Et voilà le chapitre promis ! Bonne lecture !
Lycann : je ne sais pas ce qui s'est passé avec la mise en page, j'avais bien aéré le texte et effectivement il s'est mis en tout un bloc. J'espère avoir rectifié le problème. Quant à Hermione qui n'utilise pas la magie, je voulais simplement souligner son désarroi, qui est tel qu'elle n'est plus elle-même... en tout cas en ce début, les choses sont bien différentes dans les prochains chapitres.
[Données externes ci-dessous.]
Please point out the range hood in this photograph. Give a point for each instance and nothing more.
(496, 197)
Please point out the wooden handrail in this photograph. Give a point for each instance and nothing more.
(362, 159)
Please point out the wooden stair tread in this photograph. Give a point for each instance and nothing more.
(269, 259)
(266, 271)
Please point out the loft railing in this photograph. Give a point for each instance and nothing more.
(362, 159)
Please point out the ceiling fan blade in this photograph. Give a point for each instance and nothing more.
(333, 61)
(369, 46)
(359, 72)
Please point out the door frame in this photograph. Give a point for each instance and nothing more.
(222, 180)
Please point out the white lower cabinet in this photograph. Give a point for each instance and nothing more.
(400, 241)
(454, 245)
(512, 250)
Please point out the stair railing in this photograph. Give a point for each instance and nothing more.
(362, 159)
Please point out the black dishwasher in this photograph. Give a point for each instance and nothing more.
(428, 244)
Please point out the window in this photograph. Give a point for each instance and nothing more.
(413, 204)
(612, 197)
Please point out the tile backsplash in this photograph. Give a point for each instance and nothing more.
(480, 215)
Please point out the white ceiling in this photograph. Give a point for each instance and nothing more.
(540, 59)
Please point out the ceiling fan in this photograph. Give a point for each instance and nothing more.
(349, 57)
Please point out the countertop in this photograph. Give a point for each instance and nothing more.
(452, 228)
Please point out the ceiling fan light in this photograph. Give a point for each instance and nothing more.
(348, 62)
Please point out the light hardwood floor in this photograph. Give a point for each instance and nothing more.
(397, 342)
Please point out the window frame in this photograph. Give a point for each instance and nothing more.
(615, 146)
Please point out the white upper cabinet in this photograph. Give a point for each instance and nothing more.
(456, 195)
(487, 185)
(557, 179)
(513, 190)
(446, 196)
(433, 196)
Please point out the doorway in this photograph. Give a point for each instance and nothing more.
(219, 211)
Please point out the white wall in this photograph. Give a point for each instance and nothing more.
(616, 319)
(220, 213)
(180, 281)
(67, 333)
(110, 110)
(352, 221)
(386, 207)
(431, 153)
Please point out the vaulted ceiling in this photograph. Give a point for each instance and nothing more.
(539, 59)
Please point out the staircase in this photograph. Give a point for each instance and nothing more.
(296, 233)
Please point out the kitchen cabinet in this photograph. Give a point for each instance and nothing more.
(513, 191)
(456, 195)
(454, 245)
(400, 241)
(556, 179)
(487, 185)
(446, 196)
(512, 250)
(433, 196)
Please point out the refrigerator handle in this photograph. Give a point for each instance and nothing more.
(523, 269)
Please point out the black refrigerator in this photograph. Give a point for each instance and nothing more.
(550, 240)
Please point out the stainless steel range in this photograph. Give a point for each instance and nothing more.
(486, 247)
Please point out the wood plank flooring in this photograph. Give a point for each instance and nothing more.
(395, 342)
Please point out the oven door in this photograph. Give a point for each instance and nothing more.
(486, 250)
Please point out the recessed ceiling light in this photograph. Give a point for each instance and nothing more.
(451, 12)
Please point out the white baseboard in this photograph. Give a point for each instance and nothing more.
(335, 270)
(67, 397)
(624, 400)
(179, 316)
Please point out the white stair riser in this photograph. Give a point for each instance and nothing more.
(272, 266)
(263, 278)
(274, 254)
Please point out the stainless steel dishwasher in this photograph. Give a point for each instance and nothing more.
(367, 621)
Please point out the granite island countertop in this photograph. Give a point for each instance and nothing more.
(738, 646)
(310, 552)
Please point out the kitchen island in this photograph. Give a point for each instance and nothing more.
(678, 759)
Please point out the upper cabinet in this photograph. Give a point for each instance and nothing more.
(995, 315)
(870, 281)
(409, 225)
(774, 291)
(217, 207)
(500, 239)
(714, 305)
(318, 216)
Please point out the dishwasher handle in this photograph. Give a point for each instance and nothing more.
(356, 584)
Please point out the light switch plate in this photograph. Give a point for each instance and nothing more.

J'espère que la mise en page sera bonne cette fois ! :) Merci de ta remarque.
Le vent me battait en pleine figure et de collaient des mèches de ma chevelure sur mon visage. Des larmes montèrent à mes yeux. J'avais l'impression de marcher dans un rêve ; oui, c'était irréel, de remonter l'Allée des Embrumes, en compagnie de Barjow et Beurk, dans une époque passée à la mienne. Il m'était difficile de réaliser pleinement ma situation ; je me sentais déjà morte, dans un au-delà étrange ; le combat à Poudlard, la débâcle, tout me paraissait loin, à des années-lumière. J'avais imaginé un paradis plus agréable, non balayé par le froid et dont le chemin n'était pas parsemé de personnes inquiétantes, aux faces cachées sous des foulards ou des capes, aux seuls yeux visibles, nous scrutant intensément à notre passage, de temps à autre un passant inclinait le buste à l'intention de Barjow et de Beurk ; ils répondaient à peine au salut. Je levai la tête, distinguai l'ombre d'un soleil. La matinée devait être avancée.
- Qu'est-ce que tu viens fouiner encore près d'ici hein ? Va-t-en la vieille, si tu veux pas faire plus ample connaissance avec ma baguette !
Une silhouette emmitouflée dans des tissus couleur grise, voûtée, traversa le trottoir devant nous. Un homme, de l'autre côté, gesticulait avec fureur, les joues rougies ; puis il rentra dans sa boutique, que je vis être une librairie. Je ne pus m'empêcher de sourire ; cependant ce sourire avait quelque chose d'amer. Ces livres que j'apercevais entassés derrière les vitrines ne concernaient certainement pas les sujets que j'aimais à lire d'habitude ; j'imaginai divers termes de magie noire inscrits sur les reliures usées. Je me rappelai l'ouvrage que j'avais consulté lors de ma recherche sur les Horcruxes ; il m'avait suffi pour la vie.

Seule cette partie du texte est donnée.